As hinted at by its name, DGOC is heavily gas oriented, with 2.29mmbbls of 1P oil and  153.7 bcf of gas (or 27.9mmboe in total), with current production of 26,000mcfd and 475 bbls/d. The CPR includes no estimate for 2P reserves.
The production comes from 7,500 wells in onshore basins and has grown, acquiring conventional assets across shale basins. According to management, shale companies are offloading the conventional portions of the acreage to concentrate on shale, relying on the conventional to lock in the acreage ("Held by Production"). 43% of the 2017 gas production is hedged (and 62% of oil). Average opex is $9.5/boe according to the company.

The company plan to continue to invest in the assets, with wells costing $200-300k apiece. It has already drilled 150 producing wells with no dry holes. According to the company, wells could last at least 50 years, exhibiting high initial hyperbolic decline, followed by a long exponential tail.
Hatfield-2 well, Ashtabula County, Ohio  (1985-2015)

The company used the majority of the proceeds to pay down debt, leaving the company's cashflows to be available for reinvestment and a promise to pay at least 40% of cashflow from operations to shareholders.

Value
The company listed at 65p/share, indicating a market value of £69m (or $86m). The accompanying CPR (by Wright and company) indicates an NPV10 of the proved reserves of $104m (post tax), though we note that this assumes prices that vary from the current forward curve. CPR prices for oil are below ($52.93/bbl from 2022 onwards vs forward curve of $59/bbl in 2022), but gas prices are above (HH of $3.3/mcf in 2022 vs forward curve of $2.9/mcf). We also note that depreciation/taxes are modelled differently in the CPR to how we would expect.

Using inputs from the CPR on production, costs and commodity prices (but using our own modelling on depreciation and taxes), getting an NPV10 of $90m. Interestingly, if we mechanically move from the CPR assumptions on prices to forward curves numbers the NPV10 moves to $86m on an unrisked basis. Using this analysis (and looking at asset value only), the current market cap would be justified by the asset cashflows ending in 2030 (although production is likely to continue well after this date).

If we look instead at a dividend discount model, assuming that 40% of CFO-capex is paid in dividends, the value at the CPR oil/gas price forecasts becomes $30m, leaving investors requiring further growth in production and cashflows to justify the share price. 

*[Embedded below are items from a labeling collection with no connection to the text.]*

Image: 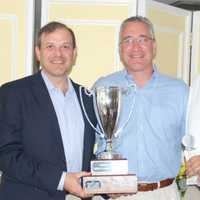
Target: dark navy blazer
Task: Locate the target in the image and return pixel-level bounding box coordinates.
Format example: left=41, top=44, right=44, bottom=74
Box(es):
left=0, top=72, right=96, bottom=200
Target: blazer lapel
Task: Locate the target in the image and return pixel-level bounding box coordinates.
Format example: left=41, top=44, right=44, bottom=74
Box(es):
left=31, top=72, right=66, bottom=162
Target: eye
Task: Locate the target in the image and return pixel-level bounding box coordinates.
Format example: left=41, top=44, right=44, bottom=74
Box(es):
left=137, top=37, right=148, bottom=44
left=46, top=44, right=54, bottom=49
left=62, top=43, right=73, bottom=49
left=120, top=37, right=133, bottom=44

These numbers are explicitly not our valuation of the company - we have to investigate the reasons behind the differences between our modelling and the CPR, as well as many other factors such as oil prices vs benchmarks, capex/opex and the production characteristics - checking our back of the envelope calculations at all times. We use 10% as a discount rate for comparability purposes rather than as an applied WACC. These asset values importantly do not include cash/debt in the business nor G&A expenses over time. Given that the business is US-based, US-run we are curious as to why it has chosen to list in London. We would also look to get a further view on upside to the disclosed CPR reserves - most London-listed companies are examined on a 2P basis, rather than 1P, investors may be therefore be comparing apples and oranges on a headline level.